Former County Executive Chris Coons has said the code was too liberally applied. Weiner said the Land Use Department gives developers "irregular approvals" for redevelopment status that should not qualify for it. The approvals allow developers to exploit loopholes in the code for projects on mostly virgin land, Weiner said.
The ordinance will be reviewed by a state planning agency and the county Planning Board before it comes to a council vote in June, Culver said.
Weiner, a Brandywine Hundred Republican, is so opposed to the Tackett-Reda proposal, he drafted an ordinance he said will address the paper redevelopment issue head-on. Weiner said his proposal would not give developers credit for old plans that were never built.
"Green spaces, never before developed, should not get favorable treatment in the process," Weiner said.
The project that first exposed the controversy over redevelopment, Stoltz Real Estate Partners' project at Barley Mill Plaza, is expected to be filed under redevelopment status by the end of the month. After first proposing 2.8 million square feet of offices, restaurants, shops and condominiums, Stoltz is applying for a 1.6 million-square-foot commercial and office complex at Barley Mill. That plan would not be subject to the new requirements in Tackett's proposed ordinance if passed because the Stoltz plan will likely be filed before the ordinance is voted on.
Weiner's ordinance would prohibit any projects from being grandfathered.
Bob Valihura, a leader of Citizens for Responsible Growth, which recently negotiated the scaled-down Barley Mill Plaza plan, said the group would not comment on which redevelopment-reform proposal it prefers.
The ordinance could open up new benefits for the developers of the proposed Governor's Square III shopping Center at U.S. 40 and Del. 7 in Bear, however. DelleDonne & Associates first applied for redevelopment status, then withdrew that request. The only building on the 37-acre site is a small bank, which residents said means the property should not qualify as a redevelopment project, Weiner said.
The Delaware Department of Transportation recently denied DelleDonne's request for a waiver to perform a traffic-impact study. Some think the proposed changes to the redevelopment ordinance could provide DelleDonne with another way to skirt having to do the study.
"I'm concerned that the Reda redevelopment ordinance amendment is really another attempt by [Councilman George] Smiley to give Governor's Square III special treatment to get approved ... " said attorney Mark Dunkle, who represents a business across the street from the DelleDonne site that is opposed to another shopping center in the area.
DelleDonne's attorney, Larry Tarabicos, said his client has no intention of reapplying for redevelopment status.
"We're no longer redevelopment, and we're not going to be redevelopment," Tarabicos said.
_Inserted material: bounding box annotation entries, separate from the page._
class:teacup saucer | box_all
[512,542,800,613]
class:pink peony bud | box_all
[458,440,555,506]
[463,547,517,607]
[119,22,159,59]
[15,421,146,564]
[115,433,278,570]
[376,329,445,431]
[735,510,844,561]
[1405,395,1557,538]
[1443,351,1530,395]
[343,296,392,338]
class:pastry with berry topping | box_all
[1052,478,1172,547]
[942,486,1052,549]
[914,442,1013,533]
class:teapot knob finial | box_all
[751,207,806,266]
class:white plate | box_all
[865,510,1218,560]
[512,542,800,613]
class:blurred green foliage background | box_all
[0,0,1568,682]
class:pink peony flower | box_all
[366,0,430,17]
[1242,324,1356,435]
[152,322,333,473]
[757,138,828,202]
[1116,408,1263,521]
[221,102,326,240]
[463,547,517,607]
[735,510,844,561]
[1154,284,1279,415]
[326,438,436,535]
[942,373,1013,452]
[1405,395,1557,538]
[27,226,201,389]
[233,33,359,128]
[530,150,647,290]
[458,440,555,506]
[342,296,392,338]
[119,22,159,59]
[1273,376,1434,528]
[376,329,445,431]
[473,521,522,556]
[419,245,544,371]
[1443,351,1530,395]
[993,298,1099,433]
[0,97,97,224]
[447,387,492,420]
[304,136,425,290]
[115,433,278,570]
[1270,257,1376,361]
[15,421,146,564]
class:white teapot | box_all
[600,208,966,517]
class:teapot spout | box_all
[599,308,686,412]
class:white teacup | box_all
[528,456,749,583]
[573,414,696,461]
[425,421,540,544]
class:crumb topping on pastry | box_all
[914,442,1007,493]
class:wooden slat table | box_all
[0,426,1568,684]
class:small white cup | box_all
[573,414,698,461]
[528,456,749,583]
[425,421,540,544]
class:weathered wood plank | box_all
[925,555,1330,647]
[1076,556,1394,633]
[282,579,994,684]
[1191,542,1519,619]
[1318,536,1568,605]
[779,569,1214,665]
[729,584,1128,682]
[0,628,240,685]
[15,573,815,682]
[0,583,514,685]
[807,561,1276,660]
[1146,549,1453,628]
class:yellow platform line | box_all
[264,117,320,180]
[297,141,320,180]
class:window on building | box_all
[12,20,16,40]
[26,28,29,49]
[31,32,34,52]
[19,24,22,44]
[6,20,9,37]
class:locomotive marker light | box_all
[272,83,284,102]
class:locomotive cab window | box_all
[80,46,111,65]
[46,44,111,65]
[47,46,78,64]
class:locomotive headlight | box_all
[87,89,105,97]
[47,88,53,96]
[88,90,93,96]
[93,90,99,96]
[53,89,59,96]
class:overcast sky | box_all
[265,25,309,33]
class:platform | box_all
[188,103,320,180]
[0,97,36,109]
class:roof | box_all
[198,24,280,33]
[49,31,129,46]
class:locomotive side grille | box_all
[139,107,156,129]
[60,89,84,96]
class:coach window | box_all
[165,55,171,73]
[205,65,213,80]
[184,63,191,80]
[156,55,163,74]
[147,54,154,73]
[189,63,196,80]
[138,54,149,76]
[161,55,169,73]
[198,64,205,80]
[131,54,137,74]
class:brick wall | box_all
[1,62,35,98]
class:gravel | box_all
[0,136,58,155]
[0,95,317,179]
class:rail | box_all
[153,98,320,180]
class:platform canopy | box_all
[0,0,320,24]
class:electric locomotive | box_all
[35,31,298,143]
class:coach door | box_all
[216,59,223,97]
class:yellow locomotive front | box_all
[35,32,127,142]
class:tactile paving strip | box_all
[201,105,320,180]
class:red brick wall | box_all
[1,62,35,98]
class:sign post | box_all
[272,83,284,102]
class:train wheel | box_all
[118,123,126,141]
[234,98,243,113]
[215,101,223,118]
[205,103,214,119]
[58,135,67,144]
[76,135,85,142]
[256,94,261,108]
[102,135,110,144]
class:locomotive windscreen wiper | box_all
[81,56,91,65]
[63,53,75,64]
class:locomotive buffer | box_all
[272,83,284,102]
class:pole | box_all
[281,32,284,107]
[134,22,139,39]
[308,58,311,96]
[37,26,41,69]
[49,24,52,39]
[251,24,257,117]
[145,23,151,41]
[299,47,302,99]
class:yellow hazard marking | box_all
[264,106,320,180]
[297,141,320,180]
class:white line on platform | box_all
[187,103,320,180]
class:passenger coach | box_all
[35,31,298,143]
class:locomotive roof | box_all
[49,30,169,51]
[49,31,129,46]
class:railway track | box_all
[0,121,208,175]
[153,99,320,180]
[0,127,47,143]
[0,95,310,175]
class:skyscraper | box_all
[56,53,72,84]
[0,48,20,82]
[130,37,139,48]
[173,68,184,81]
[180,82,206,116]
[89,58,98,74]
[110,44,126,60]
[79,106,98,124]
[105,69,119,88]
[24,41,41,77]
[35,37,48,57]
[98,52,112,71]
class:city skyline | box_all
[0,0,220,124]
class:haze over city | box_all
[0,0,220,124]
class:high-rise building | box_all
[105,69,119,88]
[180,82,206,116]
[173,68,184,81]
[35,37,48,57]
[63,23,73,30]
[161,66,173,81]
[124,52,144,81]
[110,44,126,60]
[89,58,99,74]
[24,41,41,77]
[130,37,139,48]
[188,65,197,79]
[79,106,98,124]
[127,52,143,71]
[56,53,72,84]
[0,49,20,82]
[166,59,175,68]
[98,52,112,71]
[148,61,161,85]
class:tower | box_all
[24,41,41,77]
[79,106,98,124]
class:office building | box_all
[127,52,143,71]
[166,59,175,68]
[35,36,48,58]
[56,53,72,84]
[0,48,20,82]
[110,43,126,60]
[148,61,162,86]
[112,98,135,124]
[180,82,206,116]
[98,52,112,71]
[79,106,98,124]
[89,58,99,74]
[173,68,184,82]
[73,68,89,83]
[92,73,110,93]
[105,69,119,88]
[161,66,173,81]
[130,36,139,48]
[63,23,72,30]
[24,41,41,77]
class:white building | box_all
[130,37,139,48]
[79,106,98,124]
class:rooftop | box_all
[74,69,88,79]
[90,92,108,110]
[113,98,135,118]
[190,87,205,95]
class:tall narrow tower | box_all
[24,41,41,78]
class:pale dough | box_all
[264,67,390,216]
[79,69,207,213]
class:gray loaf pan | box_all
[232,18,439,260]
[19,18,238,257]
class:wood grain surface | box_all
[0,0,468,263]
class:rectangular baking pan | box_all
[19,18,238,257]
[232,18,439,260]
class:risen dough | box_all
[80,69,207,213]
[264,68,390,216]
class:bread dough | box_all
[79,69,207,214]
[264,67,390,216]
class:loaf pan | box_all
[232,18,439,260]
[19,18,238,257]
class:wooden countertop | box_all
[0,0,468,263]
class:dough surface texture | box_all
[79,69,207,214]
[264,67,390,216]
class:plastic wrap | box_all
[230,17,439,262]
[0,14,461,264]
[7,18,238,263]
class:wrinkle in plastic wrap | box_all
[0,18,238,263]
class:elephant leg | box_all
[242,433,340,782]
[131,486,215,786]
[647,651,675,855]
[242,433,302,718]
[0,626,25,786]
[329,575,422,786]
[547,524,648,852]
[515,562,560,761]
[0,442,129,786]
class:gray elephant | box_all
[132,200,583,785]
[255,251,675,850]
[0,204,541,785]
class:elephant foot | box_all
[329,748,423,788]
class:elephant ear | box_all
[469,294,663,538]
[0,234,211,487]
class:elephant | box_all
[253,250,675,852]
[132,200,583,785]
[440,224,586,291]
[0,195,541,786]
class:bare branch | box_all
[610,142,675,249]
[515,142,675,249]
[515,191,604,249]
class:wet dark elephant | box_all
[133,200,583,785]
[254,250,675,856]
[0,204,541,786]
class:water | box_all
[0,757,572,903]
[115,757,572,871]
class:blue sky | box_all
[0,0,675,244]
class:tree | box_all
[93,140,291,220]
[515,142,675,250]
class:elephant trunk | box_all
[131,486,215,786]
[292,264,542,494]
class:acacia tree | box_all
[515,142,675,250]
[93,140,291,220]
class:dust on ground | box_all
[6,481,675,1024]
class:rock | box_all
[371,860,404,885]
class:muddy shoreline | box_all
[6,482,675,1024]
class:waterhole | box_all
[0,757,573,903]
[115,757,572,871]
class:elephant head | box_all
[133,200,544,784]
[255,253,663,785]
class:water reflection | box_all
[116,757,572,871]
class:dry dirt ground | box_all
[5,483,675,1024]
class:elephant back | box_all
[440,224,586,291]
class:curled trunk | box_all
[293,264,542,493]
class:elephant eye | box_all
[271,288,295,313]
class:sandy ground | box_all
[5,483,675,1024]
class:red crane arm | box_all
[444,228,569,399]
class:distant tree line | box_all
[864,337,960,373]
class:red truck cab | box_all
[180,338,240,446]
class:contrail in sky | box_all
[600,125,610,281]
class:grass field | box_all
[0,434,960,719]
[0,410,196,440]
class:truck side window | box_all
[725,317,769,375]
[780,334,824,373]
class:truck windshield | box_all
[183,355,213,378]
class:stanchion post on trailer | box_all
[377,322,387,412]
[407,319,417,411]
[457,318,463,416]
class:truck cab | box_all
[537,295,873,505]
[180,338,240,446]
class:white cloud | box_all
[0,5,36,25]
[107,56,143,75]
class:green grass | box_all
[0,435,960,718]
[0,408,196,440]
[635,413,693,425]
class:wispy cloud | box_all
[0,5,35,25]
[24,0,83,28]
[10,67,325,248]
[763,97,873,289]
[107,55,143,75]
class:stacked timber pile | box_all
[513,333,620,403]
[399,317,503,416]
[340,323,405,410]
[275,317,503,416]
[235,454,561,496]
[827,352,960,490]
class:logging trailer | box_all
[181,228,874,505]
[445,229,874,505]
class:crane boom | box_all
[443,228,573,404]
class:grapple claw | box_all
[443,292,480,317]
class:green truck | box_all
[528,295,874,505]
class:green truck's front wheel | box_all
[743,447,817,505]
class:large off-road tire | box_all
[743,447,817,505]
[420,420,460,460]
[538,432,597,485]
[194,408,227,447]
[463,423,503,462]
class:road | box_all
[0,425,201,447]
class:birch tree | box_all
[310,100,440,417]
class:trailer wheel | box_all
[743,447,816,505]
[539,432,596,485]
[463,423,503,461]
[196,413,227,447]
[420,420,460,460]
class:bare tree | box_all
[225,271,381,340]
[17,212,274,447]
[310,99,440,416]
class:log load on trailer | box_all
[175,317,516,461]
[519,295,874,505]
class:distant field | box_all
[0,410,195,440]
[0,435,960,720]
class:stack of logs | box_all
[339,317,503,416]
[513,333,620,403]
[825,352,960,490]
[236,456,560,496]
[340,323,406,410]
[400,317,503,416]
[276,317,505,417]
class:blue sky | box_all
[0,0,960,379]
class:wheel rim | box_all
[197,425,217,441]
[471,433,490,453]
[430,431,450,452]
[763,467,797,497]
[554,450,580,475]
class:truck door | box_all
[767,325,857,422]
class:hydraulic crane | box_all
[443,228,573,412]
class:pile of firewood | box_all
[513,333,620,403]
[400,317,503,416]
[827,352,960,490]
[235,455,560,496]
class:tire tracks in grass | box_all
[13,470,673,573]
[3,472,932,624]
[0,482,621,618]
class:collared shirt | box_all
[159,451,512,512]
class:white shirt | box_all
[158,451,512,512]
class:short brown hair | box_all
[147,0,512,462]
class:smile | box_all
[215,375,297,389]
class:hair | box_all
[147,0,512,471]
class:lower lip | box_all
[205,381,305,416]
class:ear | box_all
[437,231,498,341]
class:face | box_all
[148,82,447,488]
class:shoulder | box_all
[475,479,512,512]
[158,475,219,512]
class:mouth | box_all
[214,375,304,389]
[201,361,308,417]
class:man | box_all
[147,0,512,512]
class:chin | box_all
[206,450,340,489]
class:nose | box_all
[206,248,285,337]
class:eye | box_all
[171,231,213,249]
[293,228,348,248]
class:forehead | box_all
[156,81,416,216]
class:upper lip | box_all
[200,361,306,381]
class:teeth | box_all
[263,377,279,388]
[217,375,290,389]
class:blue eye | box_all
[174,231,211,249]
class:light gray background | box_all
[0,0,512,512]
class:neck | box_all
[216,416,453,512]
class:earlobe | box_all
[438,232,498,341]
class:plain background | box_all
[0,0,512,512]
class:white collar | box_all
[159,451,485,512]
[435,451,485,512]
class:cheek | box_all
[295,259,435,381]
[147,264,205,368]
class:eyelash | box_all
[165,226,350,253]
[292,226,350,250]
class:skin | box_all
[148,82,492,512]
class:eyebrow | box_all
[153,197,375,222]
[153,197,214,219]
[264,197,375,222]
Smiley said he would not support the Governor's Square III project if DelleDonne applied for redevelopment status if the Tackett-Reda ordinance passes.
Nearby resident Julie Davis said she's still worried about the ordinance because she doesn't trust Tarabicos or Smiley to keep their word.
"Residents around here didn't just fall off the pickle boat," she said. "We've been lied to before about this project and we think this ordinance could be a way to get around DelDOT's requirement for them to do a traffic study."
Kovach said he thinks the county is misusing the redevelopment ordinance and worries that the Reda-Tackett ordinance could prolong the problem.
"The county likes to give builders bonuses for not using their old approved plans that they never built," Kovach said. "That has some value, but it's not redevelopment."
Resident Christine Whitehead said there is no way of knowing how many old approved plans are on the books and she is concerned that dozens of plans could get improper redevelopment approvals.
"If they pass this ordinance, they might as well get rid of the entire Unified Development Code," Whitehead said. "This would certainly open the door wide for all kinds of potential mischief."